The reform aims to eliminate security risks and stop the import of goods such as dangerous replicas for human health, cigarette smuggling, arms and drug trafficking, etc. TAXUD officials point out that "by increasing controls in just one place somewhere along the EU's borders, the trafficking of such illegal products is directed elsewhere. Because of this, to close this vicious circle, all EU customs must work as one."
In 2022, customs seized 508.9 tonnes of drugs, over 1 900 firearms, over 5.8 million pieces of ammunition and 205 thousand pieces of explosives. There were over 34 thousand cases of transport of dangerous goods posing a health risk. There were over 2 700 violations of the Convention on International Trade in Endangered Species of Wild Fauna and Flora (CITES), according to TAXUD data.

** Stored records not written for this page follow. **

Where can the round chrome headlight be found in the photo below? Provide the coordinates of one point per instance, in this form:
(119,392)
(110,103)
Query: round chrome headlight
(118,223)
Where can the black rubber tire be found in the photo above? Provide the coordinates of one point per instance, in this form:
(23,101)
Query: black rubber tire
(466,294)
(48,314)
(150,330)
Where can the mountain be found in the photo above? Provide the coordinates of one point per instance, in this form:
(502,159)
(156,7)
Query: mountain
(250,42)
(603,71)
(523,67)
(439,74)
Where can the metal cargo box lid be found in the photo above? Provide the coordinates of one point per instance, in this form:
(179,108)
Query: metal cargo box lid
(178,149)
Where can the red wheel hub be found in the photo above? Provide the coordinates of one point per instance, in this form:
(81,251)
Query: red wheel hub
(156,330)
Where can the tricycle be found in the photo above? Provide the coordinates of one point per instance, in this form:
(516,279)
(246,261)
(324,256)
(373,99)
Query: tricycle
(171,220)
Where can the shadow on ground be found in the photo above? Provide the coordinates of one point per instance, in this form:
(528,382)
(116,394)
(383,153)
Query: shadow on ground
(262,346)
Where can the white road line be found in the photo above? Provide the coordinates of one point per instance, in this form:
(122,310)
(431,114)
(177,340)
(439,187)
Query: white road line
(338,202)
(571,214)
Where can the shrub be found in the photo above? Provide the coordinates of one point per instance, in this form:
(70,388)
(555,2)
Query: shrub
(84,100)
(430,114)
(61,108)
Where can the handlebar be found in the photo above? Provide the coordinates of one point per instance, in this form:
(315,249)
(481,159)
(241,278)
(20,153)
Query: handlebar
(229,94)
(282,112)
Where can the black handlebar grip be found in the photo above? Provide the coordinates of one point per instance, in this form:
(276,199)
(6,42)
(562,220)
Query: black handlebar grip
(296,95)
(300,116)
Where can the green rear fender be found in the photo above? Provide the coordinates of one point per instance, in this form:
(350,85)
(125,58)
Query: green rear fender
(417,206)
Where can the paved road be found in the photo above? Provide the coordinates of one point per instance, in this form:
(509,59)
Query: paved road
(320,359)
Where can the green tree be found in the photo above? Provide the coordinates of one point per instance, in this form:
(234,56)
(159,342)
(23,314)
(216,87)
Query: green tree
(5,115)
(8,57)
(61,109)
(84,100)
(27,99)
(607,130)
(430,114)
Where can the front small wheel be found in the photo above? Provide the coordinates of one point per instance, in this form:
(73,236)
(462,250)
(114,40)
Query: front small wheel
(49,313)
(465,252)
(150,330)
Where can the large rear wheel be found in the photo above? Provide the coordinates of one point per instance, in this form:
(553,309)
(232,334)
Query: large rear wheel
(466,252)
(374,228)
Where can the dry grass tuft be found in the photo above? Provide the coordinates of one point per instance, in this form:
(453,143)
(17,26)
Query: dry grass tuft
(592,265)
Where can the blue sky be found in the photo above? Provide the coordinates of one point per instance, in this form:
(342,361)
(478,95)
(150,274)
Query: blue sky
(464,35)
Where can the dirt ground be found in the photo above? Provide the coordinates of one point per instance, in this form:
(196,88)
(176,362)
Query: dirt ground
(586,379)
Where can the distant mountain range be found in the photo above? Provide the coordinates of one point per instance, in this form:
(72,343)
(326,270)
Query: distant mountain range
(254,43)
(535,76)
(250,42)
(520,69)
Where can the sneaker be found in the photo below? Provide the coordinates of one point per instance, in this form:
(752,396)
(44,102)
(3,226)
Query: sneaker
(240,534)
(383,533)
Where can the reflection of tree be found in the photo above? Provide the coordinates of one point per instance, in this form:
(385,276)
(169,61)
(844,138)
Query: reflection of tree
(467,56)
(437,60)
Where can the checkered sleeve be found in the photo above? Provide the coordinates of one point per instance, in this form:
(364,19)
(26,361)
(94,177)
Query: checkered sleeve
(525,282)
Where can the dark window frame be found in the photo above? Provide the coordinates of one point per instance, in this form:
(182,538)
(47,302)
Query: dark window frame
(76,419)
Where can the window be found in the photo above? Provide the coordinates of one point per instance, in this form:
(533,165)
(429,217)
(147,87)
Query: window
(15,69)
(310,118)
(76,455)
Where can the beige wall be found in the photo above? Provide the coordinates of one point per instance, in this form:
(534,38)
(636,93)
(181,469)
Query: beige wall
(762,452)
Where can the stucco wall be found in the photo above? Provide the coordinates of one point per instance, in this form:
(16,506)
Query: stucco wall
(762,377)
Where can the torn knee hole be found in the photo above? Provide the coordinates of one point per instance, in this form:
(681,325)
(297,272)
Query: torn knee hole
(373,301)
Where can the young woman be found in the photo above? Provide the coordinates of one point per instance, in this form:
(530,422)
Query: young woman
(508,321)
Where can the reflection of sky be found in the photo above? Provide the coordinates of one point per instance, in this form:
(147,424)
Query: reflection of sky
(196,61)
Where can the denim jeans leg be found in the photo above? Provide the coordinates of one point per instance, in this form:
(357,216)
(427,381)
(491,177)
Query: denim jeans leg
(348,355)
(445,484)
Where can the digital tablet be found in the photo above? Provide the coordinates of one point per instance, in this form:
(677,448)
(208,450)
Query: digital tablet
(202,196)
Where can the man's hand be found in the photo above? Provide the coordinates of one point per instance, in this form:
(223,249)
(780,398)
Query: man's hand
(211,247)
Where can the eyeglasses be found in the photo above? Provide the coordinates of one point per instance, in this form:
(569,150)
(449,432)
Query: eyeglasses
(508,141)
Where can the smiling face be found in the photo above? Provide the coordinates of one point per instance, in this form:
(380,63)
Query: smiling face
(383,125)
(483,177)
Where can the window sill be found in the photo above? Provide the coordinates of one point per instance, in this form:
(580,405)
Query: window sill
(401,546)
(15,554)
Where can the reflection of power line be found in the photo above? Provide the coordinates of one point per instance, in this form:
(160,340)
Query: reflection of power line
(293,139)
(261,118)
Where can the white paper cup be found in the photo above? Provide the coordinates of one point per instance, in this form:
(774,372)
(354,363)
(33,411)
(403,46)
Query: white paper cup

In addition to direct control by customs officials, follow-up is carried out by the European Public Prosecutor's Office, to which any citizen can send reports directly on customs and VAT fraud, money laundering, misuse of EU funds and much more. In 2022, there are 1,117 active investigations in the EU, with potential damages worth €14.1 billion. There are 87 indictments and 20 convictions.
The European Anti-Fraud Office (OLAF) also monitors for irregularities. In 2022, 192 investigations were opened and 256 closed. Prevented for misspending are €197.9 million and €426.8 million to be recovered from the EU budget countries.